Jusqu'à lundi, les questions qui posaient surtout problème étaient la place de l'islam comme source du droit, le système fédéral, la distribution des richesses ­ le pétrole dont regorgent les régions sud et nord du pays ­ et la langue officielle. La principale objection des sunnites concernait le système fédéral et la distribution des ressources naturelles ­ le pétrole dont leurs régions sont quasi dépourvues. Les Kurdes, sunnites eux aussi, tenaient au fédéralisme et à certains droits régionaux sur le pétrole et refusaient la référence à l'islam comme principale source du droit. Les chiites étaient divisés sur les deux questions.

D'après l'agence américaine Associated Press, les grandes lignes du projet de Constitution présenté au Parlement indiquent qu'il s'agit d'un "régime républicain, parlementaire, démocratique et fédéral" . Sous l'intitulé indiquant que "l'islam est la principale source de la législation" ­ formulation à laquelle les Kurdes étaient jusqu'à peu farouchement opposés ­, il est précisé qu'"aucune loi ne peut contredire les normes islamiques" , ni les "normes démocratiques" , ni non plus "les droits et libertés fondamentales définis par la Constitution" . "L'identité musulmane du peuple irakien" est garantie, mais chacun est "libre de pratiquer les usages de son idéologie" .

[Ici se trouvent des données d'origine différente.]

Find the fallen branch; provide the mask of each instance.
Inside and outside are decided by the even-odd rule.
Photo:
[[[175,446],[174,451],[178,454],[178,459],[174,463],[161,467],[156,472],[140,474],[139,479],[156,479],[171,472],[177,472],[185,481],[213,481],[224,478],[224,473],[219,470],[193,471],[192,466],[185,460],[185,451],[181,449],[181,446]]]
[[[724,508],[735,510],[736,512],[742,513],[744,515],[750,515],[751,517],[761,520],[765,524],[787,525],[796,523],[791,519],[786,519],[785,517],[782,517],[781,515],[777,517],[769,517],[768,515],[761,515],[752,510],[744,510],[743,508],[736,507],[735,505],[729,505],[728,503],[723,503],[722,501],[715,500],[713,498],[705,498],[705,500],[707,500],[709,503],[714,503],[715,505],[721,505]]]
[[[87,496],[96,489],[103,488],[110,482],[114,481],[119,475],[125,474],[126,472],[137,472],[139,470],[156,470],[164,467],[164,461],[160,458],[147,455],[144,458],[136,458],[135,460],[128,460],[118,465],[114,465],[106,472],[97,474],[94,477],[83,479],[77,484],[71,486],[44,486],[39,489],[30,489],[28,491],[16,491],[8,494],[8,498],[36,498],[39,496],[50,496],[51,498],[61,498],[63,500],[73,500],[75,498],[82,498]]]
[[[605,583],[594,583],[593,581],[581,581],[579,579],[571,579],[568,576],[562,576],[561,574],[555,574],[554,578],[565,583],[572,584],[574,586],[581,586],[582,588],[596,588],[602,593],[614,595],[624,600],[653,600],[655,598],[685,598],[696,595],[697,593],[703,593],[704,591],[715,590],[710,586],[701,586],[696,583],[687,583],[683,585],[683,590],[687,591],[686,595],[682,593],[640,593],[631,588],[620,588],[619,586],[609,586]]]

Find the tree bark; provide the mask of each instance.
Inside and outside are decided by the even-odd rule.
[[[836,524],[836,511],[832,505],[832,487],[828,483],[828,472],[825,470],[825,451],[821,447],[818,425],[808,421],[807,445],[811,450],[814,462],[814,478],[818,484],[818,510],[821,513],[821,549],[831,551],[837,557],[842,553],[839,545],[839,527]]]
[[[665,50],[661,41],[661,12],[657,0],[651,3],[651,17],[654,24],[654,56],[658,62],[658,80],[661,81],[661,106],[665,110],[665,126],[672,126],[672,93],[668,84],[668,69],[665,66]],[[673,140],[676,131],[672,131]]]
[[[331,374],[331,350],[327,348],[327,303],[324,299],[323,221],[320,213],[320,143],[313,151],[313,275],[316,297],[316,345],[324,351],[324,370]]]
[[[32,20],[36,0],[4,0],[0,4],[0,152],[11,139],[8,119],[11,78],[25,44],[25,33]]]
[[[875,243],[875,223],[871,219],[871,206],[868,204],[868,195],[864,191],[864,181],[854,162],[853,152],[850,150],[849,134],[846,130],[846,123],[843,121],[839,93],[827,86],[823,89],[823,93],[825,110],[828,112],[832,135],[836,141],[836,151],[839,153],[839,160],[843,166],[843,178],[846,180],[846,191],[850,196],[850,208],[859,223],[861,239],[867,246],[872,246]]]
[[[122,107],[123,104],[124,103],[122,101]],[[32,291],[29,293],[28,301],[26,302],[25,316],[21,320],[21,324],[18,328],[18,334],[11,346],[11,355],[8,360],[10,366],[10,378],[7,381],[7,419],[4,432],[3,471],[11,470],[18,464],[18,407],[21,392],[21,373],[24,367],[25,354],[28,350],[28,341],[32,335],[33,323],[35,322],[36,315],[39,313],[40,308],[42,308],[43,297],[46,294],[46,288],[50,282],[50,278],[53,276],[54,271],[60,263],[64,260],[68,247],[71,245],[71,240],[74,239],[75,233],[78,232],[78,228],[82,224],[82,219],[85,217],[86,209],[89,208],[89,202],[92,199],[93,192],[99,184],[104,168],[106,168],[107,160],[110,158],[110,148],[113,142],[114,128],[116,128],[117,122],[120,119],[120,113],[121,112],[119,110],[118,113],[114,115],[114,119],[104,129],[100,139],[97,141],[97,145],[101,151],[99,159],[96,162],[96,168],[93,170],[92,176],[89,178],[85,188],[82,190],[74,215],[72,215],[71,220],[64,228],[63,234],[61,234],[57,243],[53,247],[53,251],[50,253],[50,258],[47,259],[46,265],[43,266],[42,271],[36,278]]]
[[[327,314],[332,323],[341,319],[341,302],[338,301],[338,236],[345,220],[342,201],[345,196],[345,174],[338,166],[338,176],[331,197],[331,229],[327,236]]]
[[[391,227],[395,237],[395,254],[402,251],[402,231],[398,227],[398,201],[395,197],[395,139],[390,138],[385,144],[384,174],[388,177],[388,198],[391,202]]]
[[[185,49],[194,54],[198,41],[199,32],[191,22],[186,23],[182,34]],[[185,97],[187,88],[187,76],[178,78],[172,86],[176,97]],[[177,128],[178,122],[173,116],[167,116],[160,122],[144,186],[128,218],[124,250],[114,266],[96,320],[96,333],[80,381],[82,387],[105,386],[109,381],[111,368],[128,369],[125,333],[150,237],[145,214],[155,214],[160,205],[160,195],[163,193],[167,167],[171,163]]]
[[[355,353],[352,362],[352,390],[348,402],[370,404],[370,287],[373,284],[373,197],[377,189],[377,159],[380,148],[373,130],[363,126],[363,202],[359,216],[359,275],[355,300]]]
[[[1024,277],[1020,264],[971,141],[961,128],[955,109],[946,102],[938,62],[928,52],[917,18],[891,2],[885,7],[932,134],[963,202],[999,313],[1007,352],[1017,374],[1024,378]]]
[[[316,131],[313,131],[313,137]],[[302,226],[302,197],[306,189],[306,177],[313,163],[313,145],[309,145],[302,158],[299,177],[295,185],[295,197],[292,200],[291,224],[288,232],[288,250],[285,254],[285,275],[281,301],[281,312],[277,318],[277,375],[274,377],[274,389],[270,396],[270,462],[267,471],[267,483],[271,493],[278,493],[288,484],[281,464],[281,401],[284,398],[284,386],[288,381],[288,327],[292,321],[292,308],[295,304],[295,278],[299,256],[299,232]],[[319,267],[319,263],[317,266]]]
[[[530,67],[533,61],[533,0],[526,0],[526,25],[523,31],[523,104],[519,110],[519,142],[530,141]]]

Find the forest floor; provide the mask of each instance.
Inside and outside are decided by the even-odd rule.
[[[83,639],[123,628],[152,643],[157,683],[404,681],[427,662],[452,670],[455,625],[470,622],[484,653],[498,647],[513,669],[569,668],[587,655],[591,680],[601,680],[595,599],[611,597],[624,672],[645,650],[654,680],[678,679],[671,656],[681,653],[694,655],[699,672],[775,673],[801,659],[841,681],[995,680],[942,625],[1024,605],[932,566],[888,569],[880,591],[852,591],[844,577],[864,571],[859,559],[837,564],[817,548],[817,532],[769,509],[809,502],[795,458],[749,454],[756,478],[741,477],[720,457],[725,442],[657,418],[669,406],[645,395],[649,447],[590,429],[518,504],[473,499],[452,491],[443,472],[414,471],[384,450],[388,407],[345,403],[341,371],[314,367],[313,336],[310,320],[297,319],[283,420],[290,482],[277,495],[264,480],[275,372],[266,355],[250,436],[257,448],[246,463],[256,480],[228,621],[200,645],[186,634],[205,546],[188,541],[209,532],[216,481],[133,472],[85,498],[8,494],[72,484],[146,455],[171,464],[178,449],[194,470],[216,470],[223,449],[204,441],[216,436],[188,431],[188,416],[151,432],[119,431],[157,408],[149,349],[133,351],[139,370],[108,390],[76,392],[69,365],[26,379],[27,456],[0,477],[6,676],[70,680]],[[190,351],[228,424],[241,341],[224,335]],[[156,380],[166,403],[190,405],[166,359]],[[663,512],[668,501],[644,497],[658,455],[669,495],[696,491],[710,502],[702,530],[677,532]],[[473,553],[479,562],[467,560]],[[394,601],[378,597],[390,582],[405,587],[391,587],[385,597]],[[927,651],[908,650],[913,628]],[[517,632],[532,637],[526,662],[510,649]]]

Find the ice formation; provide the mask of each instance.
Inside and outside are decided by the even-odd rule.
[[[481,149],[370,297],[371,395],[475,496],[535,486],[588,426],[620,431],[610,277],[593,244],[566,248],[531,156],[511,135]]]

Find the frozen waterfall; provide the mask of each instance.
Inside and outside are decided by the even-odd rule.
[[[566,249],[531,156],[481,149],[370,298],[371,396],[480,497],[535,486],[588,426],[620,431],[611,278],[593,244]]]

L'arabe et le kurde sont les deux langues officielles, le turcoman et l'assyrien étant les langues officielles dans les régions où se trouvent ces deux communautés. "Le gouvernement fédéral doit garantir l'unité, la sécurité, l'indépendance, la souveraineté et le système démocratique fédéral du pays" , le pétrole et le gaz étant "la propriété de tout le peuple irakien" , ses revenus devant être distribués selon un schéma qui correspond "à la répartition de la population à travers le pays" .

Mouna Naïm
Washington se félicite

La Maison Blanche a salué, lundi 22 août, "un autre pas en avant dans le processus constitutionnel en Irak" . "Les progrès accomplis au cours de la semaine passée ont été impressionnants" , a estimé la Maison Blanche dans un communiqué. Elle s'est félicitée de "l'esprit de coopération" , du "dialogue" et de la recherche du "compromis" entre les différentes parties irakiennes. "Les Américains ont hâte de voir le projet de Constitution finalisé d'ici à jeudi" , ajoute le texte, qui précise que "les Etats-Unis apportent leur plein soutien au travail des Irakiens pour achever leur transition démocratiqu e". Pour la secrétaire d'Etat Condoleezza Rice, c'est un moment "historique dans la meilleure tradition démocratique" . "Des premières élections libres d'Irak en janvier à la création d'un gouvernement transitoire représentant toutes les tendances au printemps et la présentation du projet de Constitution aujourd'hui , les Irakiens libres ont montré leur détermination face à l'extrémisme et à la violence" , a-t-elle estimé. ­ (AFP.)